Combid was taken off the market in the late 80's or early 90's for reasons I don't remember. Maybe Flux/Maurice can find out why. Combid was an anti-nausea and anti-spasmotic time-released medication. It was a wonderful drug and I wish that they (believe it was Smith-Kline) would bring it back.


----------



## Guest (Jan 22, 1999)

donnad,Thanks for the info. I called the Smith-Kline Beecham Company today and they said Combid was discontinued but did not give me a reason. I asked if they replaced it with another drug and the technician said it was not replaced.


----------



## Guest (Jan 22, 1999)

Hey DaveB,I can't believe I've found another combid fan!! I took combid until they discontinued it and it WAS the only drug that helped my IBS so I completely concur. I have asked several doctors why they stopped it and there have been no definitive answers. Suppose we are getting the run-around? I was wondering if it was continued due to a lawsuit or unforeseen terrible long-term effects. If there is anything I can do to help you on your search, let me know. For all of the rest of you, it was a WONDERFUL drug for IBS and I've tried all of them since - Bentyl, you name it and the only one that has helped me at all has been valium. Anyway, DaveB - good luck, let me know what I can do!


----------



## Guest (Jan 22, 1999)

Bentyl seems to work for me too. Sometimes I combine it with an over-the-counter chewable called Equalactin that says extra water in the bowel is a possible cause of probs. It has helped when I've had a really bad bout of D. RE: salads/lettuce, I've found that even tho I can't eat iceberg I can tolerate spinach.
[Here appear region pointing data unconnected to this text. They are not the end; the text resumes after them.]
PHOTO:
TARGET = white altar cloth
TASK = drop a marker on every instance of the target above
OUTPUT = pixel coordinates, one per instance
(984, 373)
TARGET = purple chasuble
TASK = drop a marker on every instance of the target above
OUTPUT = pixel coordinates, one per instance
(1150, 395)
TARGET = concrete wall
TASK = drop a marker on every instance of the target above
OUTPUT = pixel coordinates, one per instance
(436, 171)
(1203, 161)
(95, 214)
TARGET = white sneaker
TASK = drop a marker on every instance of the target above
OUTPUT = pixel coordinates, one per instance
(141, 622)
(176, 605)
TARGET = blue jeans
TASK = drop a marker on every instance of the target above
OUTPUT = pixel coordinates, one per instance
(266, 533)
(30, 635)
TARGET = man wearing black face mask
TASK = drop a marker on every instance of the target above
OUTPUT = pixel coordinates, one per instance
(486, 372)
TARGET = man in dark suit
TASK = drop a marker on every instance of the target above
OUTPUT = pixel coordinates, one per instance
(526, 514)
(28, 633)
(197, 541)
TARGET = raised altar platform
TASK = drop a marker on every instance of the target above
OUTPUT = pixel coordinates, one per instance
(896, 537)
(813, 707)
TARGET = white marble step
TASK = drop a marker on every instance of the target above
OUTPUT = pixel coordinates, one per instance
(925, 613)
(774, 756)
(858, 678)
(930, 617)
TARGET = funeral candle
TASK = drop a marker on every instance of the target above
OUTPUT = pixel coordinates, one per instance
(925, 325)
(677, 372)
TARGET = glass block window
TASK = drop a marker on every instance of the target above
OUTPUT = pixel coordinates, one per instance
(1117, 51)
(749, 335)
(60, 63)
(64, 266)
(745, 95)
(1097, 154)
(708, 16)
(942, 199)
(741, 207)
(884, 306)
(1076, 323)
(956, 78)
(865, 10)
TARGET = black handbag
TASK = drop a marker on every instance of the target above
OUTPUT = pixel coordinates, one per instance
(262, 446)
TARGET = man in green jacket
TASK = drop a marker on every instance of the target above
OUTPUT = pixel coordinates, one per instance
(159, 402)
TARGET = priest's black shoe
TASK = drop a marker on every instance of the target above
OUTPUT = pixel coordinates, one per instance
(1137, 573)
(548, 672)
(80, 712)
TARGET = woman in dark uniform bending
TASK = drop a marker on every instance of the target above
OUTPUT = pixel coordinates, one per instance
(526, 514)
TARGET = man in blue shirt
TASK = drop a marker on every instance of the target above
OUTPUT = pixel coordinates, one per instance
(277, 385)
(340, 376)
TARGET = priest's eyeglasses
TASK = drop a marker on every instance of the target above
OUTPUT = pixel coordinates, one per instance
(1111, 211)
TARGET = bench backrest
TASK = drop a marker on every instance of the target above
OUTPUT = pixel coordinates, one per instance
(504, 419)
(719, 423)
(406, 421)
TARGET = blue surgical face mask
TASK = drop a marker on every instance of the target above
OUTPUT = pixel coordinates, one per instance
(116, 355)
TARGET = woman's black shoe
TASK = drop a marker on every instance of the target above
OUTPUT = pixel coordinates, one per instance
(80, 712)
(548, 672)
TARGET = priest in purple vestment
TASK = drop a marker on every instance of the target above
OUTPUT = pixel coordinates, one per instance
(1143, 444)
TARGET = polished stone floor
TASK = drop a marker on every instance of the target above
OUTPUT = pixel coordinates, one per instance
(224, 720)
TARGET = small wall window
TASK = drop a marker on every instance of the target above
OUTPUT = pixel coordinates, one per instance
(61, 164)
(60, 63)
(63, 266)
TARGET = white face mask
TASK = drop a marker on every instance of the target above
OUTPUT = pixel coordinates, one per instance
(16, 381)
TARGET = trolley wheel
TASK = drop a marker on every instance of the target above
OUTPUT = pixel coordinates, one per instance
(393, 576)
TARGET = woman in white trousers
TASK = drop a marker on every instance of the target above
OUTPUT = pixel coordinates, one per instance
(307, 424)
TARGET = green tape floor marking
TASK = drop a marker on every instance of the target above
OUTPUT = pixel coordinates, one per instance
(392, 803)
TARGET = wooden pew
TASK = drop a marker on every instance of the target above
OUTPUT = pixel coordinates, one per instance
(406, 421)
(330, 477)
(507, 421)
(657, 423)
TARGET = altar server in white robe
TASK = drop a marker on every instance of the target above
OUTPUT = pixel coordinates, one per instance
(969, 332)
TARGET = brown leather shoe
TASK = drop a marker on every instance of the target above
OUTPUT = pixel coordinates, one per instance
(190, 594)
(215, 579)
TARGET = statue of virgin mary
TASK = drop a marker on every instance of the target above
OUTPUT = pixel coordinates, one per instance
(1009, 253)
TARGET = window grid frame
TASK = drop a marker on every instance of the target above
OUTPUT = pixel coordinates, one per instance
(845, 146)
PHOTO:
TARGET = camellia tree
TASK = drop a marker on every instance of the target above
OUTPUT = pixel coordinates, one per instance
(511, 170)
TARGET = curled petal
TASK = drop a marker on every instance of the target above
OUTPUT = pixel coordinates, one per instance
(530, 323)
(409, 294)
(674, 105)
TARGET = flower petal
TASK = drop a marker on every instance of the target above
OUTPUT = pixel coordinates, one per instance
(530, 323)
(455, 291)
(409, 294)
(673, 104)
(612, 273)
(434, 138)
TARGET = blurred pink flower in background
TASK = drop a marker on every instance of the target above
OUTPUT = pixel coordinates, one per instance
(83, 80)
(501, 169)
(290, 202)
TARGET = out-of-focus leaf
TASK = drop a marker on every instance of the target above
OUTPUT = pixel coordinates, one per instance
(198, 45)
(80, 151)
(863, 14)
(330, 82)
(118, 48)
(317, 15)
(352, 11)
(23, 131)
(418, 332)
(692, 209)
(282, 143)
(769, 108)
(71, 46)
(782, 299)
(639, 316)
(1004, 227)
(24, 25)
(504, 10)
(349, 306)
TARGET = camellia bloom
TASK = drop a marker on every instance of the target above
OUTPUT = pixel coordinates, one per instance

Give it a try lisab in small amts to see if you can tolerate it.


----------



## flux (Dec 13, 1998)

The generic name is isopropamide. From what I can tell it appears to be available in Europe. Most IBS drugs are distributed in Europe, so that is not surprising.


----------



## Guest (Jan 23, 1999)

I talked to a Pharmacist yesterday about Combid and he said the FDA has gotten tougher about companies proving that their products really work. Some of the drug manufacturers just don't want to spend the research money to come up with new information on an old drug that isn't a big seller any more, such as Combid. He said Combid just wasn't being prescribed enough to warrant spending the research money on it. (I guess the bottom line here is profit) He suggested I ask my Doctor about Librax. He said it is an old drug with a tranquilizer and anti-spasmodic like Combid. Does anyone have any experience with Librax???


----------



## Guest (Jan 23, 1999)

Librax did NOT work for me - only made me dizzy. For me, it was nothing like Combid. Sorry.


----------



## Guest (Jan 25, 1999)

Librax made me very dried out, thirsty, sleepy. Not a good choice if you need to function.


----------



## patt (Oct 12, 2002)

Librax DOES work for me. I also have fibromyalgia and it relaxes me and helps me rest better. When I first began taking it, it did cause dry mouth and a slight "tired" feeling. But after taking it a while those side effects went away. It's the only thing I've found to help relieve the pain I have with my IBS (I have the C type). I also take Citrucel which I increased since the Librax has a tendency to cause constipation.Pat


----------



## Guest (Apr 18, 1999)

I too was a combid user. It was the only drug that helped me. I have tried everything else and nothing works. I just wish they would bring it back. Its just a shame that something that would help people had to be taken off the market. Maybe if all of us Combid users e-mailed Smith-Kline Beecham it might help.


----------



## Guest (Apr 18, 1999)

I'd forgotten all about it! I took it during the 70's along with everything else I could get my hands on. I also took Librax back then but haven't taken it in ages. I thought at the time that Combid was some sort of Compazine combination but maybe not. I just remember it was a time-release capsule. Now the only anit-spas thing I take is Bentyl, which works if I take it when I should instead of two minutes before I eat.


----------



## Guest (Apr 18, 1999)

I also took Combid in the 80's and it worked great to combat IBS. Unfortunately, they did take it off the market as many of you here have said. I have tried many other meds through the years, some of which worked for awhile and then seemed to quit. I am currently taking Librax which seems to help some and am also taking the Caltrate Plus. I have been felt alot better than I have in a long time. I, too, wish they would bring Combid back - I had forgotten all about it!LinD


----------



## Guest (Apr 19, 1999)

A pharmacist friend of mine said Combid is still available in Europe and possibly Mexico. Anyone want to take a U-haul truck to Mexico with me ???


----------



## annette (Feb 8, 2005)

DaveB,Does your pharmacist friend know of any legal way to get medicine from another country?How did combid work for you? Did you take it just when you had an attack or did you take it before you ate to prevent an attack? How exactly did it work?


----------



## Guest (Apr 19, 1999)

Glad to see this thread come back and get the added info. I think the FDA is probably to blame here as much as Smith-Kline - I wonder why Bentyl is still available - you'd think the same thing would apply to it!DaveB - let me know if you decide to get a U-haul - I'll stand guard! It was a wonderful drug and helped me more than any subsequent drugs have - I'd really like to be able to get ahold of it again.Kathy


----------



## Ty (Mar 8, 1999)

DaveB,I'm just a hop, skip and a jump away from Mexico - let's go!! To get an Rx down there, you need your doc to write you a prescip.Ty


----------



## Guest (Apr 20, 1999)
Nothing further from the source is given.